First of all, you don't need to use cbind, and that's why everything is a factor. This works:
test_data <- data.frame(
var0 = rnorm(100),
var1 = rnorm(100,1),
var2 = rnorm(100,2),
var3 = rnorm(100,3),
var4 = rnorm(100,4),
group = sample(letters[1:10],100,replace=T),
year = sample(c(2007,2009),100, replace=T))
Secondly, the best practice is to use "." instead of "_" in variable names. See the google style guide (for instance).
Finally, you can use the Rigroup package; it's very fast. Combine the igroupMeans() function with apply, and set the index i=as.factor(paste(test_data$group,test_data$year,sep=""))

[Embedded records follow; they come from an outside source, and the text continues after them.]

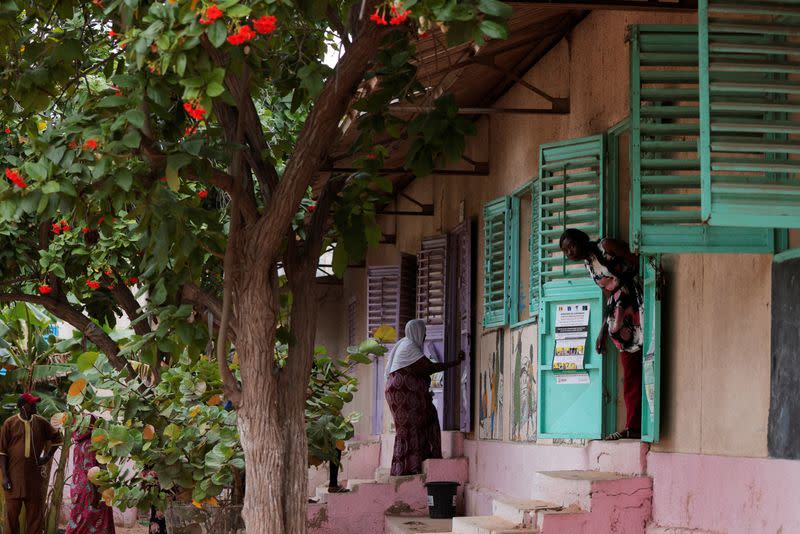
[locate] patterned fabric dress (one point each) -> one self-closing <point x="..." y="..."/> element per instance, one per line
<point x="417" y="423"/>
<point x="624" y="305"/>
<point x="89" y="514"/>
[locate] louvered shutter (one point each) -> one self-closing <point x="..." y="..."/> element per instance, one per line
<point x="533" y="251"/>
<point x="571" y="175"/>
<point x="383" y="297"/>
<point x="665" y="163"/>
<point x="496" y="224"/>
<point x="750" y="112"/>
<point x="431" y="285"/>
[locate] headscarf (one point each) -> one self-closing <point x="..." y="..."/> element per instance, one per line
<point x="409" y="349"/>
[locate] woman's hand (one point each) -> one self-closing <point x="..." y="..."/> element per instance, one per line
<point x="601" y="340"/>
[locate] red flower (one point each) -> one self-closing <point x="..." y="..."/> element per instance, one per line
<point x="195" y="111"/>
<point x="16" y="178"/>
<point x="212" y="13"/>
<point x="265" y="24"/>
<point x="245" y="34"/>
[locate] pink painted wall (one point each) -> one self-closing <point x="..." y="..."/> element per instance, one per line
<point x="723" y="494"/>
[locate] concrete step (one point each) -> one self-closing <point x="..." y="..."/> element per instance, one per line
<point x="574" y="488"/>
<point x="521" y="512"/>
<point x="488" y="524"/>
<point x="407" y="524"/>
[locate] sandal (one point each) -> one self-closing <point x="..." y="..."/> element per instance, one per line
<point x="624" y="434"/>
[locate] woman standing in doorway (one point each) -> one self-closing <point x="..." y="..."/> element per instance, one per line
<point x="408" y="379"/>
<point x="615" y="269"/>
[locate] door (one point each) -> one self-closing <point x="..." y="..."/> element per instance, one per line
<point x="651" y="366"/>
<point x="571" y="403"/>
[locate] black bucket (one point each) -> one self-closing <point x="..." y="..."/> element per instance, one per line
<point x="442" y="499"/>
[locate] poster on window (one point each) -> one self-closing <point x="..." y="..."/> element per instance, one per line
<point x="572" y="330"/>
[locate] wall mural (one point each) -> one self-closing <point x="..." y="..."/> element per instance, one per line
<point x="491" y="387"/>
<point x="523" y="384"/>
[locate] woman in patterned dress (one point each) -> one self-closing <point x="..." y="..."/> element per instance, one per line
<point x="89" y="514"/>
<point x="408" y="374"/>
<point x="615" y="269"/>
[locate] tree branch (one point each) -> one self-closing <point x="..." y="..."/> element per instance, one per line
<point x="314" y="142"/>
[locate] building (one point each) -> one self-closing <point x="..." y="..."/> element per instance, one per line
<point x="672" y="126"/>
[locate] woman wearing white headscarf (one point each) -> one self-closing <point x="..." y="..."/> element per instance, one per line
<point x="408" y="379"/>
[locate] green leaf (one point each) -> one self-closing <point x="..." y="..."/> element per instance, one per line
<point x="86" y="360"/>
<point x="493" y="29"/>
<point x="495" y="8"/>
<point x="51" y="187"/>
<point x="136" y="118"/>
<point x="132" y="139"/>
<point x="214" y="89"/>
<point x="217" y="33"/>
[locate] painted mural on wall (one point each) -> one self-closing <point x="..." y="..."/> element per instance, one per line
<point x="491" y="386"/>
<point x="523" y="385"/>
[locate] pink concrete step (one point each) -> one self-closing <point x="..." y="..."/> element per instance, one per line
<point x="405" y="524"/>
<point x="521" y="512"/>
<point x="594" y="501"/>
<point x="488" y="524"/>
<point x="363" y="509"/>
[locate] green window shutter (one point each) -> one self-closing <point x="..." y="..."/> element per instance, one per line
<point x="496" y="273"/>
<point x="571" y="175"/>
<point x="749" y="104"/>
<point x="665" y="164"/>
<point x="533" y="250"/>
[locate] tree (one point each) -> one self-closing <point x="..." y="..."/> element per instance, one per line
<point x="176" y="149"/>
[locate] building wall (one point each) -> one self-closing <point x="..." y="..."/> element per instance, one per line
<point x="716" y="326"/>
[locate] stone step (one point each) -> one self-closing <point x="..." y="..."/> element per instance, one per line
<point x="574" y="489"/>
<point x="488" y="524"/>
<point x="406" y="524"/>
<point x="521" y="512"/>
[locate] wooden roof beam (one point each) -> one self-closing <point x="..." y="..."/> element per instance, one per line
<point x="671" y="5"/>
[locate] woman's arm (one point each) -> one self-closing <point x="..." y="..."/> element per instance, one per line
<point x="425" y="367"/>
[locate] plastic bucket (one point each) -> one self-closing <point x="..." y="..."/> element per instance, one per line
<point x="442" y="499"/>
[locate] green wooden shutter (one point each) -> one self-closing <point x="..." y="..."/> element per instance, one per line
<point x="665" y="163"/>
<point x="749" y="103"/>
<point x="496" y="224"/>
<point x="651" y="364"/>
<point x="533" y="250"/>
<point x="570" y="185"/>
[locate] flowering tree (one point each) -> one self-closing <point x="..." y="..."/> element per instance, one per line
<point x="176" y="148"/>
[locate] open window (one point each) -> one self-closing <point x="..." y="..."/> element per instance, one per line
<point x="666" y="204"/>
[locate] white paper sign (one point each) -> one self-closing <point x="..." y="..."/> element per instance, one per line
<point x="572" y="378"/>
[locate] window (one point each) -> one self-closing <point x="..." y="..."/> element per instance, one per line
<point x="391" y="293"/>
<point x="666" y="214"/>
<point x="496" y="223"/>
<point x="524" y="253"/>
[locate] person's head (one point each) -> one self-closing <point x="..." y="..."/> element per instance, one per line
<point x="415" y="331"/>
<point x="574" y="244"/>
<point x="27" y="404"/>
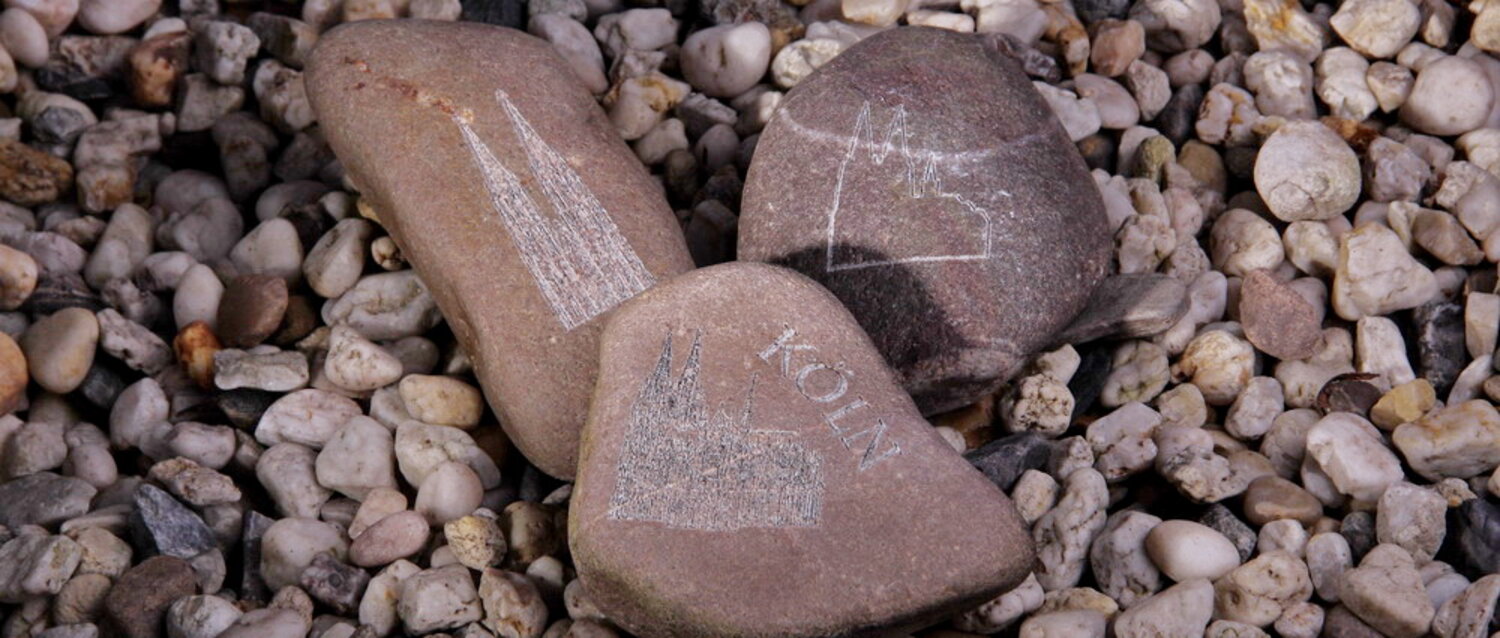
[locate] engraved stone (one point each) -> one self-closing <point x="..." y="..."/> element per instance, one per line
<point x="747" y="428"/>
<point x="524" y="192"/>
<point x="924" y="182"/>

. I'll try to include an example of this later.
EDIT 6/9/2017
Rigroup package was removed from CRAN. See this
It could be done with basic R function:
n <- 100
test_data <- data.frame(
var0 = rnorm(n),
var1 = rnorm(n,1),
var2 = rnorm(n,2),
var3 = rnorm(n,3),
var4 = rnorm(n,4),
group = sample(letters[1:10],n,replace=TRUE),
year = sample(c(2007,2009),n, replace=TRUE)
)
tapply(
seq_len(nrow(test_data)),
test_data$group,
function(ind) sapply(
c("var0","var1","var2","var3","var4"),
function(x_name) tapply(
test_data[[x_name]][ind],
test_data$year[ind],
mean
)
)
)
Explanations:
In R 2.9.2 result is:
$a
var0.2007 var1.2007 var2.2007 var3.2007 var4.2007
-0.3123034 0.8759787 1.9832617 2.7063034 4.1322758
$b
var0 var1 var2 var3 var4
2007 0.81366885 0.4189896 2.331256 3.073276 4.164639
2009 -0.08916257 1.5442126 3.008014 3.215019 4.398279
$c
var0 var1 var2 var3 var4
2007 0.4232098 1.3657369 1.386627 2.808511 3.878809
2009 0.3245751 0.6672073 1.797886 1.752568 3.632318
$d
var0 var1 var2 var3 var4
2007 -0.1335138 0.5925237 2.303543 3.293281 3.234386
2009 0.9547751 2.2111581 2.678878 2.845234 3.300512
$e
var0 var1 var2 var3 var4
2007 -0.5958653 1.3535658 1.886918 3.036121 4.120889
2009 0.1372080 0.7215648 2.298064 3.186617 3.551147
$f
var0 var1 var2 var3 var4
2007 -0.3401813 0.7883120 1.949329 2.811438 4.194481
2009 0.3012627 0.2702647 3.332480 3.480494 2.963951
$g
var0 var1 var2 var3 var4
2007 1.225245 -0.3289711 0.7599302 2.903581 4.200023
2009 0.273858 0.2445733 1.7690299 2.620026 4.182050
$h
var0 var1 var2 var3 var4
2007 -1.0126650 1.554403 2.220979 3.713874 3.924151
2009 -0.6187407 1.504297 1.321930 2.796882 4.179695
$i
var0 var1 var2 var3 var4
2007 0.01697314 1.318965 1.794635 2.709925 2.899440
2009 -0.75790995 1.033483 2.363052 2.422679 3.863526
$j
var0 var1 var2 var3 var4
2007 -0.7440600 1.6466291 2.020379 3.242770 3.727347
2009 -0.2842126 0.5450029 1.669964 2.747455 4.179531
With my random data there is problem with "a" group - only 2007 cases were present. If year will be factor (with levels 2007 and 2009) then results may look better (you will have two rows for each year, but there probably be NA).
Result is list, so you can use lapply to eg. convert to latex table, html table, print on screen transpose, etc.